Following along with our recent warning to help manage expectations for anyone interested in working with us, we’re also going to re-iterate today our policy on posting sample essays.
Our policy is that we don’t do it.
This LinkedIn post by one of our favorite bschool professors anywhere, Adam Grant at Wharton, explains why. He covers a phenomena called “kleptomnesia” where people unconsciously “steal” ideas from others – and don’t even realize it .
We know that YOU would never intentionally plagiarize another person’s work.
However, if we were to post some other BSer’s essay and hold it up as “good” then we just know the temptation would be too great not to try and mimic it. You would of course write it in your own words, with your own life circumstances or career goals or whatever inserted in place of the details that the original author included.
The thing is, though, intrepid Brave Supplicant, that when we see a “good” essay – especially if it’s for one of those very tricky and very personal questions like Stanford essay 1, “What matters most to you and why?” – then the REASON it’s good is almost always due to execution.
There’s no such thing as a template for writing essays*.
A long time ago there was all this brouhaha in the MBA admissions media over some candidate who made it into Stanford by writing about a tortilla in her “matters most” essay. Derrick Bolton (GSB admissions director) was asked about it in interviews, and they explicitly referenced it on their admissions website with a warning on how not to do things.
Today’s Stanford website warning is even more explicit:
Your application is strongest when your genuine voice remains intact. Let me provide a specific example.
Available for purchase online are “successful” essays purportedly written by prior Stanford admits. It would be unfortunate if you were to follow blindly those examples. Some were not strong in the first place; we admitted candidates despite, not because, of their essays in those cases. In addition, what “worked” for one applicant may not “work” for you — and you actually can do yourself a disservice when you try to force your own experiences and insights into someone else’s framework.

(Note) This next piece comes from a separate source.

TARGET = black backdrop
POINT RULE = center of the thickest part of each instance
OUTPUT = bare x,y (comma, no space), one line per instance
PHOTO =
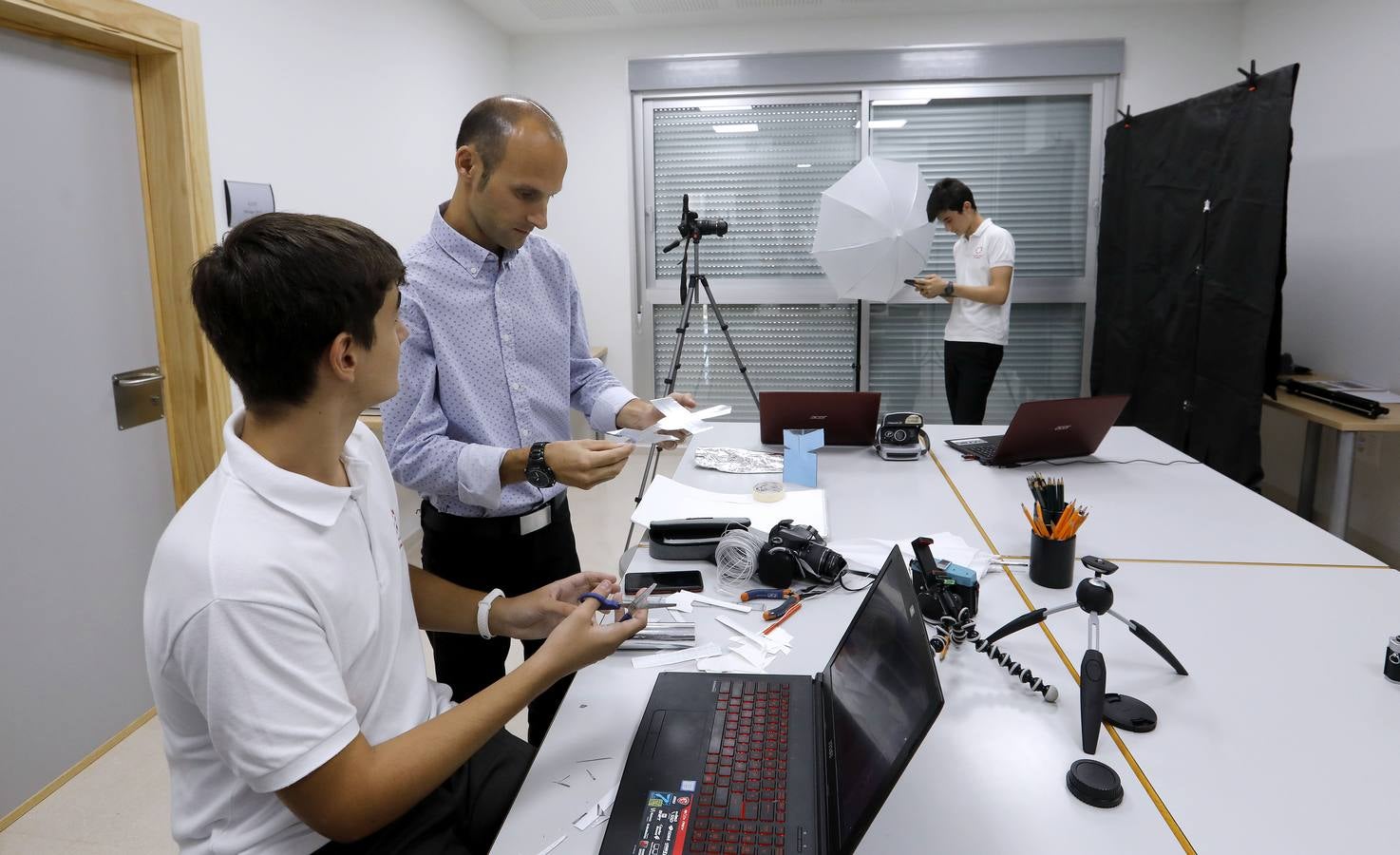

Yeah, it’s gotta suck mightily that the service selling those “sample” essays was started by a GSB alum. Some HBS students started a similar service awhile back, too – using their FIELD project funding no less – but it seems that business idea petered out as we can’t find them on the web anymore (and no we won’t link to such sites sorry).
We most frequently get the request for a “sample” essay from a client who’s gotten a couple rounds of feedback from us, either on essays or on the preliminary steps of the App Accelerators through the Complete Essay Package, where we keep saying, “No, this is off target” and “This type of content won’t help you” – and they get exasperated and ask “What do you want from me??” and request us to direct them to examples of how to do it.
But the essays that stand out the most are ones that are – you guessed it – authentic.
You’re probably tired of hearing that. And maybe you don’t know what it means to write an “authentic” essay.
What we can tell you is that it will likely require many drafts and many rounds of revision – many more than you would expect. Especially if we’re talking the “matters most” essay.
The person who’s struggling with the process of writing essays so much that they throw their hands up in frustration and ask for a “sample”…. That person is on the edge of a breakthrough. This stuff ain’t easy. It requires wrestling with your material and figuring out how to articulate the things that makes you you. OF COURSE it’s going to be challenging.
And here’s a secret: The best essays are the ones that are born from that struggle.
We wish it were different. It would be wonderful to just tap a magic wand atop your head and anoint you an expert essay-writer.
But we can’t do that. Maybe someday they’ll invent a pill for it.
For now, it’s just going to require you rolling up your sleeves and getting your hands dirty in this stuff.
*While this is a true statement, we do provide guidance in several of the school essay guides about an ideal way to structure your thoughts on the page, in terms of what to open with, what should go next, etc.; the Columbia MBA essay guide in particular includes some of this for their goals essay.
levieillard says
While it was an emotional challenge to work through the Essay Decimator, it was actually harder for me to accept that there was no picture of “what good looks like” to work from.
Yet, it was worth it. My essays were authentic, and I had sweat equity ownership of my own writing.
essaysnark says
It’s so true! The process is never easy (at least, not for the first set of essays) yet we often hear people say that when they go to submit, they feel good about it because no matter how it turns out, they really communicated something important in the app.
Eaglenoodle says
The fact that essays are not evaluated in a vacuum limits the usefulness of looking at other applicants’ successful essays. Just because the transgendered paraplegic minority ex-Navy Seal non-profit startup founder got into Harvard and Stanford with a crayon drawing of his rescue beagle doesn’t mean you will.
essaysnark says
“Just because the transgendered paraplegic minority ex-Navy Seal non-profit startup founder got into Harvard and Stanford with a crayon drawing of his rescue beagle doesn’t mean you will.”
This may be the best sentence ever written on the entire Internet. Or at least this blahg.